On a single machine:
./train.py --config \
MODE_MASK=True MODE_FPN=True \
DATA.BASEDIR=/path/to/COCO/DIR \
BACKBONE.WEIGHTS=/path/to/ImageNet-R50-Pad.npz \
To run distributed training, set TRAINER=horovod and refer to HorovodTrainer docs.
Options can be changed by either the command line or the config.py file.
Recommended configurations are listed in the table below.
The code is only valid for training with 1, 2, 4 or >=8 GPUs.
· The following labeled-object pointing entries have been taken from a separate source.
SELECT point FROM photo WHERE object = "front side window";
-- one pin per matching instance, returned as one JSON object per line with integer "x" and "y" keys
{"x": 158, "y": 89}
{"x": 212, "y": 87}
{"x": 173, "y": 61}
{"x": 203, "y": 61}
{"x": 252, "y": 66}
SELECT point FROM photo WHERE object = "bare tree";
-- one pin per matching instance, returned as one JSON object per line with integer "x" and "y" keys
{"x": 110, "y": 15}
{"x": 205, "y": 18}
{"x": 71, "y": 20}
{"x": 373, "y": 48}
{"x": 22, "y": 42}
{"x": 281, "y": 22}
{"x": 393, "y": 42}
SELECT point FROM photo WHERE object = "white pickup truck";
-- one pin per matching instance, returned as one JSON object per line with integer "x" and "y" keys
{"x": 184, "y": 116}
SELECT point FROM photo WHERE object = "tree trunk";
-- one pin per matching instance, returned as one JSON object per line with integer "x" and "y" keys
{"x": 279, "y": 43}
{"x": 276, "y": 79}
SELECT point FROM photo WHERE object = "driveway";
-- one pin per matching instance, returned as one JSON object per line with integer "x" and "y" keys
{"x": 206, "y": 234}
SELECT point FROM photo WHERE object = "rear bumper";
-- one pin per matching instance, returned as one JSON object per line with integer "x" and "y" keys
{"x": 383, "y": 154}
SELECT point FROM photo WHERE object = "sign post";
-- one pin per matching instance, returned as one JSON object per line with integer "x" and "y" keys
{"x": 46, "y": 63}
Not training with 8 GPUs may result in different performance from the table below.
To predict on an image (and show output in a window):
./train.py --predict input.jpg --load /path/to/model --config SAME-AS-TRAINING
Evaluate the performance of a model on COCO. (Several trained models can be downloaded in model zoo:
./train.py --evaluate output.json --load /path/to/COCO-R50C4-MaskRCNN-Standard.npz \
--config MODE_MASK=True DATA.BASEDIR=/path/to/COCO/DIR
Evaluation or prediction will need the same --config used during training.
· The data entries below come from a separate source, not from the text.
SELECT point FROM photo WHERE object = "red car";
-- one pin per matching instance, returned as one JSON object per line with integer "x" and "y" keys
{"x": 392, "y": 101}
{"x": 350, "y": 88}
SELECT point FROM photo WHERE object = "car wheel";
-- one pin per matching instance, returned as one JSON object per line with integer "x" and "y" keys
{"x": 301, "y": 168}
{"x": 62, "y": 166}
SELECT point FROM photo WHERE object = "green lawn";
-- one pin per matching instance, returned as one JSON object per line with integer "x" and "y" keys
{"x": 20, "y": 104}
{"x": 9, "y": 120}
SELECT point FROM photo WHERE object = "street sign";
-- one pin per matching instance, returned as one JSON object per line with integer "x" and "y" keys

These models are trained with different configurations on trainval35k and evaluated on minival using mAP@IoU=0.50:0.95. MaskRCNN results contain both box and mask mAP.
| Backbone | mAP (box;mask) |
Detectron mAP (box;mask) |
Time | Configurations (click to expand) |
|---|---|---|---|---|
| R50-C4 | 33.1 | 18h on 8 V100s | super quickMODE_MASK=False FRCNN.BATCH_PER_IM=64PREPROC.SHORT_EDGE_SIZE=600 PREPROC.MAX_SIZE=1024TRAIN.LR_SCHEDULE=[150000,230000,280000] |
|
| R50-C4 | 36.6 | 36.5 | 44h on 8 V100s | standardMODE_MASK=False |
| R50-FPN | 37.5 | 37.91 | 28h on 8 V100s | standardMODE_MASK=False MODE_FPN=True |
| R50-C4 | 36.8;32.1 | 39h on 8 P100s | quickMODE_MASK=True FRCNN.BATCH_PER_IM=256TRAIN.LR_SCHEDULE=[150000,230000,280000] |
|
| R50-C4 | 37.8;33.1 | 37.8;32.8 | 49h on 8 V100s | standardMODE_MASK=True |
| R50-FPN | 38.2;34.9 | 38.6;34.51 | 32h on 8 V100s | standardMODE_MASK=True MODE_FPN=True |
| R50-FPN | 38.5;34.8 | 38.6;34.22 | 34h on 8 V100s | standard+ConvHeadMODE_MASK=True MODE_FPN=TrueFPN.FRCNN_HEAD_FUNC=fastrcnn_4conv1fc_head |
| R50-FPN | 39.5;35.2 | 39.5;34.42 | 34h on 8 V100s | standard+ConvGNHeadMODE_MASK=True MODE_FPN=TrueFPN.FRCNN_HEAD_FUNC=fastrcnn_4conv1fc_gn_head |
| R101-C4 | 40.8;35.1 | 63h on 8 V100s | standardMODE_MASK=True BACKBONE.RESNET_NUM_BLOCK=[3,4,23,3] |
1: Slightly different configurations.
2: Numbers taken from Group Normalization
Performance in Detectron can be roughly reproduced, some are better but some are worse, probably due to many tiny implementation details. Note that most of these numbers are better than what's in the paper.